On midlife vulnerability and custard

Where’s the fucking zest?

Lisa Renee
5 min readMay 7, 2023
Group IV, No 7, The Ten Largest, Adulthood, Hilma af Klint, 1907

“There is no greater power in the world than the zest of a postmenopausal woman.” Margaret Mead

I just went to the post office, my first outing in weeks after a long, miserable (supposedly non-Covid) illness. Driving there, I felt like a naked baby bird, possibly not yet ready for the chilly, spring world. After weeks of rain and budding, it’s gorgeous out there, leaning lush. The greens are popping and the sky is particularly big and wet, all conspiring to stir awe in my raw, post-sick self. I drove, gape-mouthed and slow, into the tiny town for my big adventure, shaky like a shut-in with a day pass.

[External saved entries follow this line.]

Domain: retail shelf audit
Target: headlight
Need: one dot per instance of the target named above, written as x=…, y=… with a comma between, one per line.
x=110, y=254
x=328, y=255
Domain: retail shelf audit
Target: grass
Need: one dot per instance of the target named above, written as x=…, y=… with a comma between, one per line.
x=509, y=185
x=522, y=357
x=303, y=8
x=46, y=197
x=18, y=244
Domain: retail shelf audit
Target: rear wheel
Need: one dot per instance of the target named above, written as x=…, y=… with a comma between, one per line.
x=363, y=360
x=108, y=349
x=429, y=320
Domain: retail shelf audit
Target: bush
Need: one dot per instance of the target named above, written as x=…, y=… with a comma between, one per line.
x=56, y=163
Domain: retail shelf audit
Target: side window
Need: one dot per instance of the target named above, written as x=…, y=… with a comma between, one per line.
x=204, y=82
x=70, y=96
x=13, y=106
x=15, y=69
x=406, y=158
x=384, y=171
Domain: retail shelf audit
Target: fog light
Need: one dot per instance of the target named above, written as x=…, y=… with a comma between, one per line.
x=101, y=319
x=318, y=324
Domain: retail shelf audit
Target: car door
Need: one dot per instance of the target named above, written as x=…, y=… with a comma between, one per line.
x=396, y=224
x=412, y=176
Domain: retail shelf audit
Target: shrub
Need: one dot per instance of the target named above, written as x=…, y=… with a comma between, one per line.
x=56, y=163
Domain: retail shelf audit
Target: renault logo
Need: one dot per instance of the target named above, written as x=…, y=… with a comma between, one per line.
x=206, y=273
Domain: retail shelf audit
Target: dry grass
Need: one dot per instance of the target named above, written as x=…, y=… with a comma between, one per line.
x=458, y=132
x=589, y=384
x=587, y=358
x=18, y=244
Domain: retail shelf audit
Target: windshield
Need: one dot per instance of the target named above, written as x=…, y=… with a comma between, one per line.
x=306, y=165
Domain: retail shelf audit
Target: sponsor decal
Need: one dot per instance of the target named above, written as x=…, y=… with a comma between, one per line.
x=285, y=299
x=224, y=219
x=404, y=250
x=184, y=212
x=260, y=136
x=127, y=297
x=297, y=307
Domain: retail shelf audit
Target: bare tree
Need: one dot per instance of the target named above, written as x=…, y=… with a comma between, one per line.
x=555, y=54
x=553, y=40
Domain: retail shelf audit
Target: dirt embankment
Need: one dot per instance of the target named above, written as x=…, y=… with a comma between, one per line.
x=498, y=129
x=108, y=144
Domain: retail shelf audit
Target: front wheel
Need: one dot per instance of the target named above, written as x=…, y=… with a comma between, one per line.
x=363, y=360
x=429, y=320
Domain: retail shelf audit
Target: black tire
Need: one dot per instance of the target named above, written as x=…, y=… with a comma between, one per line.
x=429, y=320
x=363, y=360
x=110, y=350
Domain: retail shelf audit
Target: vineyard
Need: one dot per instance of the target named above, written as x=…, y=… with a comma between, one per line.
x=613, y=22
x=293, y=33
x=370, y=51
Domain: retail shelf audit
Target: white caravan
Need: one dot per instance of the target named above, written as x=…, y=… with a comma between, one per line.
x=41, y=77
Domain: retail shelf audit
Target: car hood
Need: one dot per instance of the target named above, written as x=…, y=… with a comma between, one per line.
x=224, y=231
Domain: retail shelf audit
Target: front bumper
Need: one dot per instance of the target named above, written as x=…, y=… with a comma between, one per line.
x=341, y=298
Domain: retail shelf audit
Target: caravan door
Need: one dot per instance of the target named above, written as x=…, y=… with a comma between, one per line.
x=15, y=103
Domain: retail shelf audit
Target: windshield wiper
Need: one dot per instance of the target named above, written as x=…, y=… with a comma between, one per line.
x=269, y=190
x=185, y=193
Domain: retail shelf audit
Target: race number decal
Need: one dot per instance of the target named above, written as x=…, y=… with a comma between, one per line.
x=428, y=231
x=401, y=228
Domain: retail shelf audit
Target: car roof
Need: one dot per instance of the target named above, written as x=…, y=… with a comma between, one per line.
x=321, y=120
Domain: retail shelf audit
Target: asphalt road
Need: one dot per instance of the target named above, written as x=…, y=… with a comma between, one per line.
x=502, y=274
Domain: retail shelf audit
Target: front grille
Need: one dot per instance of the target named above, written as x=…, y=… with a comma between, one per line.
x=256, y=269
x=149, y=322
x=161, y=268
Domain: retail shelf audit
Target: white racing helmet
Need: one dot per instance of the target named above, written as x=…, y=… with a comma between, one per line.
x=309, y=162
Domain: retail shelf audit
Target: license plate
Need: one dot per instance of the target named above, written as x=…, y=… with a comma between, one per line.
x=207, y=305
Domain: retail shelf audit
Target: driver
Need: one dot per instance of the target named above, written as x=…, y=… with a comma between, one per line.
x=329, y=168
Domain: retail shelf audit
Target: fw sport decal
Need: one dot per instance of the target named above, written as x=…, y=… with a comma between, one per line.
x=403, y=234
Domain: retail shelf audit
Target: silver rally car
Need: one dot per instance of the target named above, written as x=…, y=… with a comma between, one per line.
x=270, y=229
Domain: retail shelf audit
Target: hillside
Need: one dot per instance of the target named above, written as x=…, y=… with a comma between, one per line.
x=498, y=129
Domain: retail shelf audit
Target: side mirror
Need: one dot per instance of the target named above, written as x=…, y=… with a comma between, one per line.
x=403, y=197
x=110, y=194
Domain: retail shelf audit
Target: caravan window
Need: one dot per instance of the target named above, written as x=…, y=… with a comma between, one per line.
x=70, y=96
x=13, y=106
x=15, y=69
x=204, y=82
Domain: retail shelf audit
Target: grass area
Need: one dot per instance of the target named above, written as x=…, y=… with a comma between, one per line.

Midlife has been a study in vulnerability, in ways I didn’t see coming and still don’t totally understand. Whereas vulnerability was a bug of my youth, it’s been a feature of my midlife. It was situational before, showing up in challenging circumstances or prompted by difficult people. I’m a little ashamed to admit that, in the before times, I viewed vulnerability as a sort of weakness. Now, in the after, it’s the default, the landscape of the highly sensitive person. The universe has a way of punishing me for stupid opinions.